When I started this piece, I thought about titling it “Muhammadu Buhari and how his government is good for Nigeria” but I thought better of it. Why should I give a clickbait headline to  an article that is not even about Buhari per se?  The Buhari angle to the piece comes from the fact that since he became President of the Federal Republic of Nigeria a year ago, Muhammadu Buhari and his policies have got everybody talking. The fact that the Naira is losing value to the dollar, the increase in the price of fuel, the fact that the economy is growing weaker, and the  menace of armed extremist groups rising all over the country and the manner in the government has gone about trying to contain these brushfires have created lots of conversation, with the commensurate level of praise or criticism for Muhammadu Buhari depending on which side one is on.

    Of course as it always happens when issues like this are being discussed tempers are bound to flare and one side is bound to to accuse the other of “talking nonsense” or “wailing” from time to time. Again the right to talk nonsense or to accuse someone else of talking nonsense is part of the citizen’s freedom of speech, which is not something this piece is concerned about, neither is it concerned with the which one of the for or against Buhari camp is talking said nonsense. What the piece is concerned (or shall I say happy), about is the fact that the conversations are happening in the first place.

    Two incidents inspired this piece, and they both happened on Twitter. The first one was during the fuel scarcity that led to the price of petrol going from 87 naira to 146 naira, a writer  friend of mine, an avowed “fencist”,  came  on Twitter to complain that  he is unhappy with the Buhari government because he can’t get fuel for his car. That made me laugh, not because I was happy with his predicament, but because the fence he is sitting on is collapsing bit by bit.  The second was recently during a heated twitter argument about the Niger Delta Avengers and a follower tweeted something along the lines of  “everybody is now an authority on the Niger Delta.” These two incidents, confirmed a trend that I have started to notice over the last few years, that the change in government that brought Muhammadu Buhari to power has also created a change in attitude towards governance. People are now more willing to talk about issues they were previously apathetic about, and with social media now becoming increasingly popular, everybody now has an opinion on policy issues and the means to express it. I pointed out in this piece from last year that the Buhari government is not the one that will take Nigeria to the promised land, just the Moses that will begin the process, but whether the Buhari government succeeds in its aims or not, Nigerians and Nigeria will never be the same again.

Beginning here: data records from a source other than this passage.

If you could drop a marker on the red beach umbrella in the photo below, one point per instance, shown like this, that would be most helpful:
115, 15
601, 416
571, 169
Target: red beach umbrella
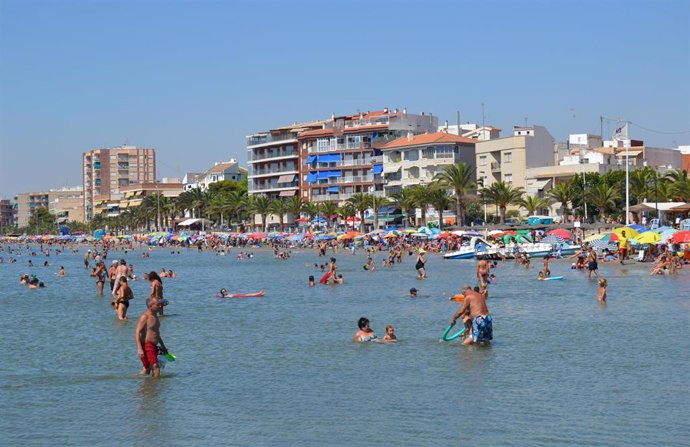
682, 237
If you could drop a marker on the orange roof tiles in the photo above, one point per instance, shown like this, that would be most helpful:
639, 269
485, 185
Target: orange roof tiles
428, 138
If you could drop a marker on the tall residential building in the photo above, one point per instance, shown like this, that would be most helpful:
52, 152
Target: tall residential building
506, 159
273, 159
343, 157
67, 204
107, 170
27, 203
6, 213
416, 159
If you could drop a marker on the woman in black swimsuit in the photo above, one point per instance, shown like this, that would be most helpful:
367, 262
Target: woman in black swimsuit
420, 264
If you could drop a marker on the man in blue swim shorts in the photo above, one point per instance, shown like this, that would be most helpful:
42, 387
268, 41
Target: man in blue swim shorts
482, 323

     In many ways, it is a good thing to have people talking about issues, about fuel scarcity, about Fulani herdsmen, about Niger Delta Avengers, even about Muhammadu Buhari’s ear infection.  Even though a lot of people will complain that many words do not fill a basket and that most of the opinions on the aforementioned “rubbish talkers” are distracting people from the real issues. But people who constantly complain that other people are talking rubbish are the same kind of jerks who think telepathy is an awesome superpower, and not a gift that will drive the bearer insane,  because they have watched  X-men and think  human thoughts are structured  in grammatically correct sentences, and  read, out by Morgan Freeman in a British accent, a fact that anyone who has ever been cold called by a lecturer in class or called to give an extempore speech knows is the biggest lie since Satan convinced Eve to eat the Apple in Eden. Even if you think they are just wailing, they are still contributing to the conversation on the issue nonetheless, and that is a good thing. Even if it is hate speech, if not for anything the fact that they get arrested and locked up is a pointer to the rest of us on what not to say.

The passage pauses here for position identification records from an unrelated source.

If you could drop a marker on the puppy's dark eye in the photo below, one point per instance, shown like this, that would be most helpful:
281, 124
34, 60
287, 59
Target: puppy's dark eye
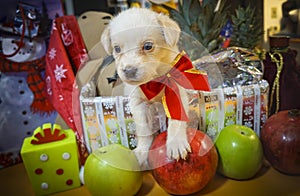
148, 46
117, 49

        The truth is “It is difficult to solve a problem you don’t even know you have” to quote the popular maxim. And the only way to realize that you have a problem is to talk about it. That is why every movement starts with a conversation. #BringBackOurGirls  was (is still) a conversation that became a movement,  “Change” was a conversation that became a movement that resulted in an unprecedented electoral defeat for an incumbent government. I could go on. Talk/conversation guides the boots on the field so that they know where they are going and what they intend to do there. Man, for example, has been talking about air travel ever since he developed his intellect, and he has come up with some frankly moronic ideas about what air travel should look like (old women wearing pointed hats flying on brooms anyone?) But it is the mixture of the great and the moronic ideas that gave the likes of the Wright brothers the great ideas that drove them to make the precursors of the planes we love to fly in today.

      That said, I still think Muhammadu Buhari’s government, complete with the current ups and downs in Nigeria’s economy  is still good for Nigeria, not because I think he will fulfill all of his campaign promises (my belief that he can make Nigeria better is unshaken though), but because all this nonsense “fencism” will stop and everybody will say what they really feel on government policies. The worst country in the world is not the country where its citizens are bitterly critical of its government, it is one where the people are apathetic. In other words, both hailers and wailers are good for the long term development of Nigeria. The All Progressives Congress may have appropriated the “Change” mantra, but even they themselves do not know how far this change is going, and that is thanks to the conversations that Social Media is at the forefront of. Many words might not fill a basket, but they can drive Nigeria’s democracy and its socio economic development.